Soon, I came across a white light, faint but indeed a slimmer of hope for salvation. I quickened my pacing and I soon saw a figure cast near the light that had its back to me. I began to slowly approach this figure, occasionally saying hello in a polite attempt to not dismay it by my presence. An awareness that I was there. Regardless, the figure did not move, as if I was not there. I gradually stepped round the figure to entrap a better glance of whom the identity of the person might be. My eyes glued to it as I circled, and the horror that circumferenced it would be indeed clawed through madness onto my mind.
I carried the face of a little girl that was both plump and round; but its skin was an abhorrent pale that seemed rather sickly, and at the fringes of it there were visible stitch marks like that made into a ragged doll. It persed a terrible smile that held a set of yellow-stained teeth that had flecks of brown carelessly dotted across; she held a rotting tongue of black in her decaying mouth and her gums were a diseased red, and I swear that maggots and worms burrow and slithered within them. I painfully cringed at the viewing. Its breath both foul and hot like that of a summer’s day spent with an uncle whose hygiene was lacking.
Stepping back from the abomination and casting my hand forth for defense, I soon felt small hands fondle and brush my thigh and ankle like a lover on a devilish night. I screamed, jumping back from the caressing and I tried to run forth like that of a fearful cat; but I tripped over my feet and I landed on the floor, which strangely did not feel brittle and hard, like that I felt underneath my feet, instead it was the soft, slimy, squishy material akin to an organ of any lively person. I had barely any footing on ground and I tried my best to flee; but my attempts were in vain and little figures began to laugh and dance round me. They came towards me and they began to touch me, brushing up to me venereally. They defiled me like sinners up top a temple, and every moment I dreaded. I felt as if I was being ripped in twain and being stitched back together simultaneously.

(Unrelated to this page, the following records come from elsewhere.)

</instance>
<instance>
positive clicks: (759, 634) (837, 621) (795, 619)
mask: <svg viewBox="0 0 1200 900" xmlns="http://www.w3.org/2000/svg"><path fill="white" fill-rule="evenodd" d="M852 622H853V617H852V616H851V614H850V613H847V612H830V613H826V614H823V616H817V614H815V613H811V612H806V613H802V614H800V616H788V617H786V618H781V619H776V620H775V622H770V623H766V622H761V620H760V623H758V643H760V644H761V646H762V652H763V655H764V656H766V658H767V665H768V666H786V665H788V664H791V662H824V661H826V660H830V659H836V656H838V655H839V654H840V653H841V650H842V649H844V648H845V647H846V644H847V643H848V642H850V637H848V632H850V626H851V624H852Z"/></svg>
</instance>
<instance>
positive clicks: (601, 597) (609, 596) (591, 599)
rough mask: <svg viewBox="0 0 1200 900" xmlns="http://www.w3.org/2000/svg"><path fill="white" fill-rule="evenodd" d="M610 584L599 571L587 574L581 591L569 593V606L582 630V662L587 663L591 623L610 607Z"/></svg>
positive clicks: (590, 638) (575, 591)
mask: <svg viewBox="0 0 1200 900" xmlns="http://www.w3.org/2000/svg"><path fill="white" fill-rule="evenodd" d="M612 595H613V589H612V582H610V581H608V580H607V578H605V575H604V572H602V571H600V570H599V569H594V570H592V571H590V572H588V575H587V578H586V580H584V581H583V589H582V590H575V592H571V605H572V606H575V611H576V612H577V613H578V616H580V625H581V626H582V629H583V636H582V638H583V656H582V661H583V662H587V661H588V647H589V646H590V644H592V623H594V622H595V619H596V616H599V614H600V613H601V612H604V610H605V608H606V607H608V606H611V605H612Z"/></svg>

Then, though misery and agony, I saw the figure with cringe worthy features unhinge its stitches, snapping them off with ease. It held the facade of a diseased little girl in hand, and beneath I saw a face that I could not believe: it was the face of my own dear love, who perished in fiery flames of a man’s lust for destruction.
Thunder abruptly roared and I woke up, not in the hallway of rust, but instead in the shadowy domain of my apartment. I laid on the rough ground instead of a muscle-like terrain that was indeed foreign and I held a blade in my hand. My wrists and arms were slain with many streaks of crimson up and down, from just below the hand to the elbow pit, both apparent on the left and right. In my other hand, I was looking at the final picture I would have ever possessed of my deceased dear before the tragedy of the fire. I could feel the ashamed presence of her ghost looming down at me, asking me why. Why would I do such a thing? I could also sense the little soul of my late sister who would have been in spectral tears to see her elder sister in such a pathetic state. I am sorry, Frost, my sister, and I am sorry, Amelia, my only love. I am deeply and truly sorry.